FORM 2
THE PATENT ACT 1970
(39 of 1970)
&
The Patents Rules, 2003
COMPLETE SPECIFICATION
(See section 10 and rule13)


1. TITLE OF THE INVENTION:
Stabilized pharmaceutical composition comprising Gabapentin with minimum levels of pharmaceutically acceptable inert excipients.
2. APPLICANT (S)
(a) NAME: Micro Labs Limited.
(b) NATIONALITY: Indian
(c) ADDRESS: CTS No. 73, Saki Estate, Off Chandivali Road, Chandivali,
Kurla (W), Mumbai - 400 072.
3. PREAMBLE TO THE DESCRIPTION
There is provided a stabilized pharmaceutical composition comprising Gabapentin with minimum levels of pharmaceutically acceptable inert excipients.
4. DESCRIPTION (Description shall start from the next page.)
The following specification particularly describes the invention and the manner in which it is to be performed.


Description
There is provided a stabilized pharmaceutical composition comprising Gabapentin with minimum levels of pharmaceutical acceptable inert excipients.
Gabapentin is an anticonvulsant that is used for preventing seizures and for treating post therapeutic neuralgia.
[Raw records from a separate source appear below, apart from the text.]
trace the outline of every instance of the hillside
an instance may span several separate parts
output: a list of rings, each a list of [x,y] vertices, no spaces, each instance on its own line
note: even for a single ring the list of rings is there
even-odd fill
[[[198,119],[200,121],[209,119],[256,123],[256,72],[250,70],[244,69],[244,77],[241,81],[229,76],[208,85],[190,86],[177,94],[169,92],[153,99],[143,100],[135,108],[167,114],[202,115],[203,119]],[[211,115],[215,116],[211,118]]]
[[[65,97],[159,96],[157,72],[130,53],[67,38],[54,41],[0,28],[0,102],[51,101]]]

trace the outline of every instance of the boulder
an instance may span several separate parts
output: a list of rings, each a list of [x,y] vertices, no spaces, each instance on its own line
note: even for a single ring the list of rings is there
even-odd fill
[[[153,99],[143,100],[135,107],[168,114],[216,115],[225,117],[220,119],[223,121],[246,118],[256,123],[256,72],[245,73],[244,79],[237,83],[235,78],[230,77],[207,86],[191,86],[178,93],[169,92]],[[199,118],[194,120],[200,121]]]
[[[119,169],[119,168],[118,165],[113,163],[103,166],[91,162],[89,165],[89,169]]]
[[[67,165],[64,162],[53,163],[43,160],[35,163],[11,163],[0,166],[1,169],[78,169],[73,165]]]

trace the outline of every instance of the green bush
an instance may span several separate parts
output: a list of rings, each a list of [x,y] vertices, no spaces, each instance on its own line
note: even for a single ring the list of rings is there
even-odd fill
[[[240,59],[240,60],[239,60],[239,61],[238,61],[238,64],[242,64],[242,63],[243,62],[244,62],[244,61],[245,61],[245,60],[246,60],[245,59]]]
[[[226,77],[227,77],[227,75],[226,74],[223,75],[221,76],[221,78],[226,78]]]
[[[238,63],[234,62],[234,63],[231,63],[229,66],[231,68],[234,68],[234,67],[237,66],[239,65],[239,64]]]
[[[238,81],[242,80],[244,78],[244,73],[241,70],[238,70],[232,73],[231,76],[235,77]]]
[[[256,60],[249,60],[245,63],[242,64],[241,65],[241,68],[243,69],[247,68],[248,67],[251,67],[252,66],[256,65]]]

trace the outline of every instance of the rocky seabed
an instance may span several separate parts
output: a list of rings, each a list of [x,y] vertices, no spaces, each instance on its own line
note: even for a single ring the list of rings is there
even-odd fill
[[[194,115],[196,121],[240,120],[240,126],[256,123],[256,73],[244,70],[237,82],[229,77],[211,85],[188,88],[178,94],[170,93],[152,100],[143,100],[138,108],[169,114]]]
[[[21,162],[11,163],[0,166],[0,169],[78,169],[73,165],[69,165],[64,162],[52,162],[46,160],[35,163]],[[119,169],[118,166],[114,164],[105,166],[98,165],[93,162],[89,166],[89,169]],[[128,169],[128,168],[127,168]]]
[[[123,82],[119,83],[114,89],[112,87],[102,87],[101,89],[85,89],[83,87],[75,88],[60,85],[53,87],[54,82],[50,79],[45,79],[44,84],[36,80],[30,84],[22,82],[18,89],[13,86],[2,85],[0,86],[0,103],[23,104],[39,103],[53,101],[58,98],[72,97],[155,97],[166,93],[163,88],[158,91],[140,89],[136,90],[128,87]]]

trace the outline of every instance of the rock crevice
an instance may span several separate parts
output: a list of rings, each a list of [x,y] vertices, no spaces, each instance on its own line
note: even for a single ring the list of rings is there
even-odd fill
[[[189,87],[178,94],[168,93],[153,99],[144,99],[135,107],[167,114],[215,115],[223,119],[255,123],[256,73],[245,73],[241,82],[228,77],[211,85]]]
It is described as 1-(amino methyl) cyclohexaneacetic acid with a molecular formula of C9H17NO2 and a molecular weight of 171.24. The structural formula of Gabapentin is:

Gabapentin is commercially available in different dosage forms like tablets, capsules and solution form.
PCT publication WO 01/13894 discloses a pharmaceutical tablet comprising more than about 76 % by weight of Gabapentin.
PCT publication WO 05/055993 discloses a Gabapentin granulate obtained by granulating Gabapentin with polyethylene glycol having a melting point comprised between 50 and 80°C and pharmaceutical compositions containing it.
PCT publication WO 05/072736 discloses a pharmaceutical composition of Gabapentin wherein lactum level remains below 0.5% w/w after at least 2 years of storage at 25°C and 60% relative humidity.
PCT publication WO 04/014356 discloses a solid pharmaceutical composition comprising Gabapentin, a basic compound that is a hydroxide or a salt of weak acid, and at least one other excipient that is not a hydroxide or a salt of a weak acid.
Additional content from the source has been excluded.